IN 1972, WHEN Dick Lamm, then a Colorado state legislator, CPA and self-described Olympics lover, challenged Denver's winning bid for the 1976 Winter Games, it seemed only logical. "They had overestimated their revenues and underestimated their expenses," he says of the organizing committee. Cue the outrage: How dare you?
This is an article from the Aug. 10, 2015 issue
"All I started doing was asking questions," says Lamm, who went on to serve three terms as the state's governor. "You'd think I was pissing on the flag."
Today? Someone would throw a parade in his honor—cost-effectively. Though no other city has given back an Olympics—after 60% of Coloradans voted in 1972 to outlaw the use of state funds for the Olympics, the '76 Games went to Innsbruck, Austria—Lamm became godfather of a movement that has all but obliterated the International Olympic Committee's last molecules of mystique. Indeed, the combination of Boston's bid for the 2024 Summer Games, which was aborted on July 27, and Beijing's being awarded the 2022 Winter Olympics last Friday reinforced a sense that the "Olympic movement" may be running out of road.

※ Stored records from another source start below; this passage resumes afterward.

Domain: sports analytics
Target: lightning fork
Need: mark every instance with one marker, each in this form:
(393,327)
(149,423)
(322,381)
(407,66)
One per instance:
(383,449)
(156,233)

It was painful to watch the spin from Kuala Lumpur, site of the IOC meeting, with references to Beijing's "historic" election as the first city to host a Summer and a Winter Games. Going back to China, amid its ongoing crackdown on dissent, only emphasized the IOC's few options. The only other bidder, Almaty, Kazakhstan, another corrupt autocracy, could hardly deliver China's efficiency and revenue.
Still, if the IOC finds itself snuggling with dodgy bedmates—Vlad Putin and his $51 billion Sochi Olympics?—it has only itself to blame. Despite the IOC's recent stabs at reform, and optimism surrounding Tokyo's 2020 Games, decades of budget bloat and a long line of debt-ridden hosts have made it fashionable to dismiss the Olympics as more trouble than they're worth. Krakow, Munich, Oslo, Stockholm and Switzerland all passed on 2022 bids. Lviv, Ukraine, pulled out after the Russian invasion.

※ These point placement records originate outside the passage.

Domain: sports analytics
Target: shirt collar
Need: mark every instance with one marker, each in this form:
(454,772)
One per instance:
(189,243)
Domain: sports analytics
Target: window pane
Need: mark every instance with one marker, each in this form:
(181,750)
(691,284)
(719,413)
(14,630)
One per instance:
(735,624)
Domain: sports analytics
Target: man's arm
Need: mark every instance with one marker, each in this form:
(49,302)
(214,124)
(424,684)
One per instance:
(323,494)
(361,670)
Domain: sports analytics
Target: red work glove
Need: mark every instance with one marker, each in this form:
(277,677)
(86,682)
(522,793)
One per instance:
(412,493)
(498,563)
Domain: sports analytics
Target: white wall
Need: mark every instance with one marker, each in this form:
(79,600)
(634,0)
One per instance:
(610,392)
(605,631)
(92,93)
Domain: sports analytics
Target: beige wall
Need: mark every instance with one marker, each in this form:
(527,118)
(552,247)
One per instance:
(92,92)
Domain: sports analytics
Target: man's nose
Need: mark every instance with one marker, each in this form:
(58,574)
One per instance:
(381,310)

So it should have come as no shock that a protest group, No Boston Olympics, could galvanize public opinion against the city's $8.6 billion bid for the 2024 Games. But the end to Boston's campaign left the USOC scrambling to gin up another candidate by the IOC's Sept. 15 deadline, and momentum is building to offer up Los Angeles—ready, willing and able. But L.A. should wait.
It has been two decades since the U.S. hosted a Summer Games (Atlanta in 1996). Since then, anti-American sentiment within the IOC, spurred by U.S. foreign policy and broadcast-rights disputes, helped torpedo bids by New York 2012 and Chicago 2016. USOC chairman Larry Probst has since "done a tremendous job of mending fences," says former IOC and USOC member Bob Ctvrtlik. "But if the time isn't right and we don't have the right city and the right leadership? It's better not to bid than to bid with someone you don't think can win."

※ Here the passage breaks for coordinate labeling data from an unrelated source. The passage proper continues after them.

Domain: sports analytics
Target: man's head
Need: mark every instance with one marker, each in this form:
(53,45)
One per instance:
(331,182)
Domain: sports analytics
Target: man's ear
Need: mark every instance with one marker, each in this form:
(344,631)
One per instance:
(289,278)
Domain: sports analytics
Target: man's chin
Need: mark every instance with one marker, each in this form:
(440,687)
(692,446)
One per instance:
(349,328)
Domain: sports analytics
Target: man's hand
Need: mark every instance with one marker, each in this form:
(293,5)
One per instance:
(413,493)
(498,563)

Retired from Olympic administration, with no claim on the L.A. bid or IOC thinking, Ctvrtlik rightly believes that a third SoCal Olympics would be "fabulous." But a formidable Paris leads the pack for 2024, followed by Rome, Hamburg and Budapest. Another U.S. failure could demoralize American efforts for a generation.
Let L.A.'s bid breathe. Learn from Boston's reversal. Wait for 2028 and give IOC members four more years to see: They need the U.S. more than the U.S. needs them.